Blisters on the feet typically result from repetitive stress to exposed areas, particularly those that protrude or are raised, such as bunions and hammer toes, and on normal weight-bearing areas (pressure points).
The main culprit is an improperly fitted shoe or boot. Sometimes the design—for example, a too narrow toe box, a too wide heel area, raised seams in the shoe or boot lining--can lead to blisters even when shoes and boots are properly fitted.
Blistering is more frequent and more severe when the feet get wet, which softens the skin, making it much more vulnerable to friction and shear forces. Most friction blisters tend to form in the heel area, where friction from movement of the heel causes the skin to tear.

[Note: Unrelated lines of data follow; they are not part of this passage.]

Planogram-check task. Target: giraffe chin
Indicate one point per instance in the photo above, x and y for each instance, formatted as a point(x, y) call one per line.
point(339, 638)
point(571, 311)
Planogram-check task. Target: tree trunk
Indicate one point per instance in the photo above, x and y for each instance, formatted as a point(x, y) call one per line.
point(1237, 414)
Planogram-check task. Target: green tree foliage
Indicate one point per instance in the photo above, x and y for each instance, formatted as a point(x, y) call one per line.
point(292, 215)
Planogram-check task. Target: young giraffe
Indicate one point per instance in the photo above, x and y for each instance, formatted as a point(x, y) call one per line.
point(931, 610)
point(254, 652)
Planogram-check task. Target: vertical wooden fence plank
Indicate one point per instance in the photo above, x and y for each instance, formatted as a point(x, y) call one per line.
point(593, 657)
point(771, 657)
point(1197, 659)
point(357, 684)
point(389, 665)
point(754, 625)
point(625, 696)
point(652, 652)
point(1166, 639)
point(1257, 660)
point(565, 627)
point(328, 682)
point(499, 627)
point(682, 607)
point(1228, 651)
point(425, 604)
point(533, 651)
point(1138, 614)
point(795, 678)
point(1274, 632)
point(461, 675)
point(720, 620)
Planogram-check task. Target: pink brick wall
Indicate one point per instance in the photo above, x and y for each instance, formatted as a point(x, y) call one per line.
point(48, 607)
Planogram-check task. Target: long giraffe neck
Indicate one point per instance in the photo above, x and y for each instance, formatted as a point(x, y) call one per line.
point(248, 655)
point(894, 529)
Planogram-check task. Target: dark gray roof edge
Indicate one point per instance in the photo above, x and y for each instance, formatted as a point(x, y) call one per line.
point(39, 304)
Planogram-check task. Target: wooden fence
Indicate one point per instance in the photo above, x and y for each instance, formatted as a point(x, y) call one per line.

Blisters also are commonly found:
- on the sides of the big toe and the fifth (“pinky”) toe, when the toe box of the shoes or boots “squeeze” the forefoot;
- on the bottom of the toes, where friction from toe off (the final stage of the running gait, where the toes propel the runner forward as the foot is pushed off from the ground) occurs;
- on the tops and tips of the toes in situations such as hammer toes, where the feet or toes have changed shape due to other issues;
- on the tops of the toes, often from raised seams in socks;
- on the sides and back of the heels, when the heel area of the shoe or boot rubs and causes friction.